Phylogenize error 1 in R code

Hi @Pablo_V, based on that I don’t think diversity should be a huge problem for you. For read depth I think you can use the “summarize” command in the “feature-table” plugin as described here. Let me know how that works! -p

Hi @pbradz,

One question, is --p-pctmin the same as --p-minimum?

Also, the median depth of my data is 35K reads. So I guess it’s not shallow, right?

Hi @Pablo_V, yes, for 16S data that should be plenty!

--p-pctmin and --p-minimum actually do pretty different things. The --p-pctmin parameter filters out trees without a certain number of species observed, while the --p-minimum parameter filters out genes that are nearly always present or absent. Specifically, if you set --p-minimum 3, then in order to be tested, any gene needs to be absent in at least 3 species and present in at least 3 species. The reason is that if a gene is near-universally present or absent, then we wouldn’t have enough power to detect an association anyway. Make sense?

Hi @pbradz,

I have successfully run phylogenize! thanks a lot for your help.

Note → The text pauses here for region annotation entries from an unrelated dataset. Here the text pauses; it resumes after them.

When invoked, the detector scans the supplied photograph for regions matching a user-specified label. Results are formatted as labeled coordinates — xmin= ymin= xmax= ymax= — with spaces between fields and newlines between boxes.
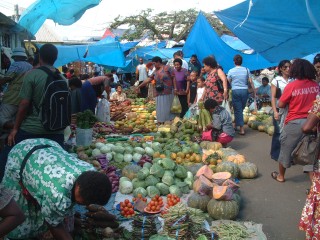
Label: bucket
xmin=201 ymin=130 xmax=212 ymax=141
xmin=76 ymin=128 xmax=93 ymax=146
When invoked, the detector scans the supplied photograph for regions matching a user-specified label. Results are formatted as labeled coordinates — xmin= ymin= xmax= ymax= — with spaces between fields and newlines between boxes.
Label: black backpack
xmin=35 ymin=66 xmax=71 ymax=131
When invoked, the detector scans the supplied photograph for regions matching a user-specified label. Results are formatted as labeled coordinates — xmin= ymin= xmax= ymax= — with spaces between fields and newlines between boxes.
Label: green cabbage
xmin=143 ymin=162 xmax=152 ymax=170
xmin=177 ymin=182 xmax=190 ymax=194
xmin=145 ymin=175 xmax=160 ymax=186
xmin=133 ymin=187 xmax=147 ymax=197
xmin=119 ymin=181 xmax=133 ymax=194
xmin=169 ymin=185 xmax=182 ymax=197
xmin=162 ymin=173 xmax=174 ymax=186
xmin=132 ymin=153 xmax=142 ymax=162
xmin=137 ymin=167 xmax=150 ymax=180
xmin=133 ymin=147 xmax=145 ymax=155
xmin=145 ymin=147 xmax=154 ymax=157
xmin=160 ymin=158 xmax=176 ymax=170
xmin=150 ymin=163 xmax=164 ymax=178
xmin=114 ymin=153 xmax=124 ymax=162
xmin=174 ymin=165 xmax=187 ymax=179
xmin=147 ymin=186 xmax=160 ymax=198
xmin=123 ymin=153 xmax=132 ymax=162
xmin=132 ymin=178 xmax=146 ymax=189
xmin=156 ymin=183 xmax=170 ymax=196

However, I am still unsure on the interpretation of the results. What is the meaning of negative prevalence in the figures attached? And what is the unit of the y axis?

And regarding the phylogenetic tree, does the highlighted result mean that Paenibacillus is prevalent in 98% of the samples in this specific environment?

Screenshot 2020-05-23 at 23.12.58

Thanks in advance!

Cheers,
Pablo

Hi @Pablo_V, great to hear it!

Good question. The prevalence density plots are actually on a logit scale on the x axis. Prevalence is essentially a probability (from 0 to 1) so to do the regression, phylogenize applies a logit transformation so that they look more like a normal distribution. To get the original prevalences, you apply the inverse logit, exp(x) / (exp(x) + 1). So, a value of -2.5 would equal (exp(-2.5) / (exp(-2.5) + 1)), or around 0.08.

These are density plots, like a continuous version of a histogram, so the y axis is density. I think the best way to think about it is that the area under the curve between two points on the x axis gives you the proportion of species that were in that prevalence range. In this case the graph is telling you that most but not all of the Proteobacteria were low-prevalence, at or near the limit of detection (which is based on the number of samples you have).

And yes, in this example, this Paenibacillus species was estimated to have a prevalence of 98.7% in the environment you selected. This could actually mean it was always detected: phylogenize uses pseudocounts to avoid values of 100% or 0%. This is for two related reasons: 1. those values are infinite after transformation and 2. it would probably be overconfident to say that a microbe is “always” or “never” detected. So phylogenize both uses and reports slightly moderated estimates of prevalence.